A new study has found that religious people are better adjusted and feel better about themselves than non-believers, but this may be in societies that are deeply religious themselves.
Researchers for this study got their data from eDarling, a European dating site affiliated with eHarmony. Like eHarmony, eDarling uses a long questionnaire to match clients with potential dates. It includes a question about how important your personal religious beliefs are and questions that get at social self-esteem and how psychologically well-adjusted people are.
Jochen Gebauer of the Humboldt-Universitat zu Berlin, Constantine Sedikides of the University of Southampton, and Wiebke Neberich of Affinitas GmbH in Berlin, the company behind eDarling, used 187,957 people's answers to do their analyses.

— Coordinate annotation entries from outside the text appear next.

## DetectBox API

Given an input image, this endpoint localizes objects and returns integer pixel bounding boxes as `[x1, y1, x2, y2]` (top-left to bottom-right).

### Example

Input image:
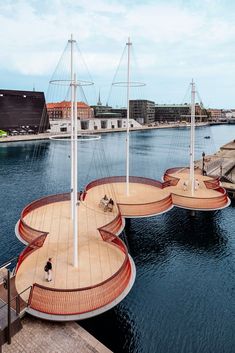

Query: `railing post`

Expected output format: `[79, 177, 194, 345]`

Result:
[16, 295, 20, 315]
[7, 269, 11, 344]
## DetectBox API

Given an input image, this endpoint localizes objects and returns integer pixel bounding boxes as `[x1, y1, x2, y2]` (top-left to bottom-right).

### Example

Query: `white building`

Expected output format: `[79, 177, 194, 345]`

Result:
[50, 118, 141, 133]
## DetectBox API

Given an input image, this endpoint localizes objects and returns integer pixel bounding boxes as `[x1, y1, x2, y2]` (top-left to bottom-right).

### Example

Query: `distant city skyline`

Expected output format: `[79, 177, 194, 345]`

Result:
[0, 0, 235, 109]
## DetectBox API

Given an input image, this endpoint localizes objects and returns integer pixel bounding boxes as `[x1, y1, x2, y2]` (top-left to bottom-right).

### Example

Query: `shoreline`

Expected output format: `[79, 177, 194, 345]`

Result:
[0, 122, 209, 144]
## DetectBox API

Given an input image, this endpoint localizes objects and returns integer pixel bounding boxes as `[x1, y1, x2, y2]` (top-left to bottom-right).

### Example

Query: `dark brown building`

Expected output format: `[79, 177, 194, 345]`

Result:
[0, 90, 49, 133]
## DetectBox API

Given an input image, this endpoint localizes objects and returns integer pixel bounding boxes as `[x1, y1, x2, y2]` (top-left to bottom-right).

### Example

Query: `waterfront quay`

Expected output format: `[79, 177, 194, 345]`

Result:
[0, 316, 112, 353]
[196, 140, 235, 198]
[0, 123, 210, 143]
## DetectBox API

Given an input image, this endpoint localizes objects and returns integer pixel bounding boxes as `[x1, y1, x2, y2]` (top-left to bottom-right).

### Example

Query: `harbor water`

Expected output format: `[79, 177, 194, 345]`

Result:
[0, 125, 235, 353]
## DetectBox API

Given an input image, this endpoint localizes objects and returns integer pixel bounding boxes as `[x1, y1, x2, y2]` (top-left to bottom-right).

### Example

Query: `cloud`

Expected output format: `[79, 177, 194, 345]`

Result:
[0, 0, 235, 106]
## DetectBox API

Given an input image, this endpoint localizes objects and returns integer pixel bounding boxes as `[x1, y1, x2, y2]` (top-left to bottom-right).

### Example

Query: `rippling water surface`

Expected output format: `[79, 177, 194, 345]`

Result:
[0, 125, 235, 353]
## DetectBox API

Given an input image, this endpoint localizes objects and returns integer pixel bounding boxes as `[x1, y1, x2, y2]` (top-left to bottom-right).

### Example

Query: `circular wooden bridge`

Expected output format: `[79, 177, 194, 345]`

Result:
[15, 168, 229, 321]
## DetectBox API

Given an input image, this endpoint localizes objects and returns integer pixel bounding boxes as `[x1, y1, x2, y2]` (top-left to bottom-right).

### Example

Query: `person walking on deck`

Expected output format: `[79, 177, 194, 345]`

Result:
[44, 257, 52, 282]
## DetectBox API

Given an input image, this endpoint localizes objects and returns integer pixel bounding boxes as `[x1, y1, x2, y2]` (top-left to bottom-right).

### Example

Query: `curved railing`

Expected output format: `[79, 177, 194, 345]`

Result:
[85, 176, 162, 191]
[18, 193, 70, 244]
[98, 207, 123, 240]
[119, 194, 172, 217]
[29, 234, 131, 315]
[16, 193, 131, 315]
[172, 188, 228, 210]
[163, 167, 185, 187]
[204, 177, 220, 189]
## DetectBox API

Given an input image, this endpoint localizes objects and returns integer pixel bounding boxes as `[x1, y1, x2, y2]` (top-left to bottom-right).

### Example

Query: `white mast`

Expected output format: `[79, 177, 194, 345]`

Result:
[73, 74, 78, 267]
[126, 37, 132, 196]
[69, 35, 78, 267]
[68, 34, 75, 219]
[190, 80, 195, 195]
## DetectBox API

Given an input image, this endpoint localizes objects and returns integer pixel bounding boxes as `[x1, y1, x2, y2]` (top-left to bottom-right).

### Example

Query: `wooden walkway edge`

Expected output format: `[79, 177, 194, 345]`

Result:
[2, 316, 112, 353]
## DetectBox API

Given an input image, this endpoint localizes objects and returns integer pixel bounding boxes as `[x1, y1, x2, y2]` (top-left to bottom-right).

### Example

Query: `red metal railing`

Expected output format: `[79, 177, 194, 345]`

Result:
[172, 188, 228, 210]
[86, 176, 162, 191]
[16, 190, 131, 315]
[204, 178, 220, 189]
[119, 194, 172, 217]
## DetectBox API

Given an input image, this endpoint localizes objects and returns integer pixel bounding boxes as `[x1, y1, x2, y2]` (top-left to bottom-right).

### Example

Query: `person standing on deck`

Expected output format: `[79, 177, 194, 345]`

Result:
[44, 257, 52, 282]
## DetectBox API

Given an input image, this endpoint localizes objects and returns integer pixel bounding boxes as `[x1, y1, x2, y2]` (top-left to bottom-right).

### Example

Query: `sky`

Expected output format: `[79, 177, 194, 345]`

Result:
[0, 0, 235, 109]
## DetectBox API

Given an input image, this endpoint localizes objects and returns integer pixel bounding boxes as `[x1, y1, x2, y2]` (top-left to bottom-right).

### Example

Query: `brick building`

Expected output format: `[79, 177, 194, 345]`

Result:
[47, 101, 94, 120]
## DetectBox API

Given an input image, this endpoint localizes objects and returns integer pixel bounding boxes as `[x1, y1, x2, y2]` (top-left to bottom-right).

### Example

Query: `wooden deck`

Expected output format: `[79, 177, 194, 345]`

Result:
[16, 201, 124, 292]
[15, 175, 229, 320]
[169, 168, 221, 199]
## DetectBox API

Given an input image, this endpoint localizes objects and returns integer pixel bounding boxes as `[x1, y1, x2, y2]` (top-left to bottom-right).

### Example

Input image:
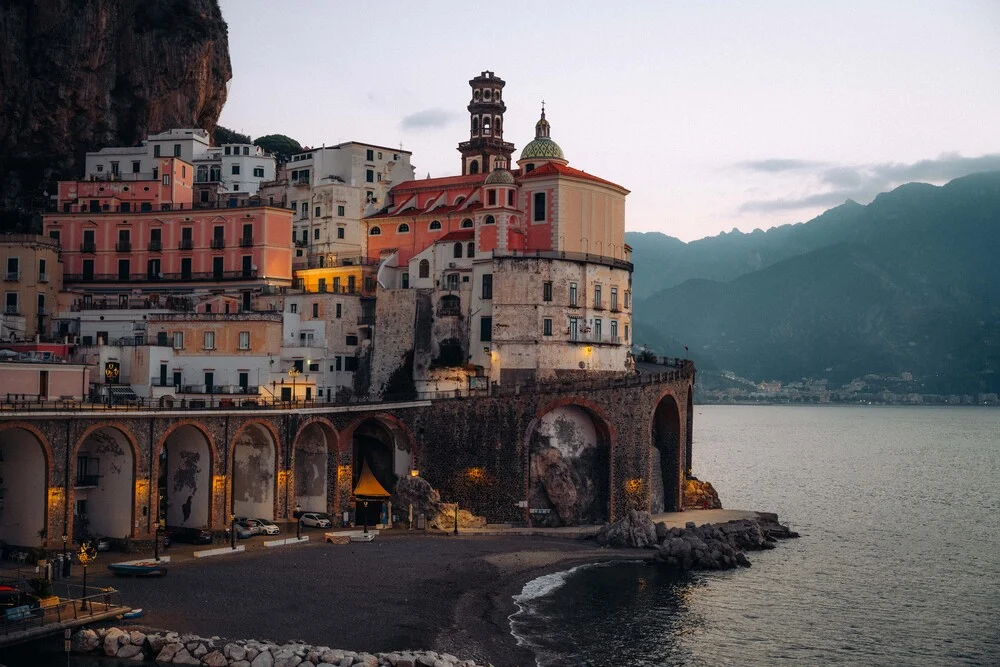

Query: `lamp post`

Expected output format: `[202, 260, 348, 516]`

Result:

As in other studies, the researchers found that more religious people had higher social self-esteem and where psychologically better adjusted. But they suspected that the reason for this was that religious people are better in living up to their societal values in religious societies.
The people in the study lived in 11 different European countries, ranging from Sweden, the least religious country on the planet, to devoutly Catholic Poland. They used people's answers to figure out how religious the different countries were and then compared the countries.
On average, believers only got the psychological benefits of being religious if they lived in a country that values religiosity. In countries where most people aren't religious, religious people didn't have higher self-esteem.
"We think you only pat yourself on the back for being religious if you live in a social system that values religiosity," Gebauer was quoted as saying.
"So a very religious person might have high social self esteem in religious Poland, but not in non-religious Sweden," he said.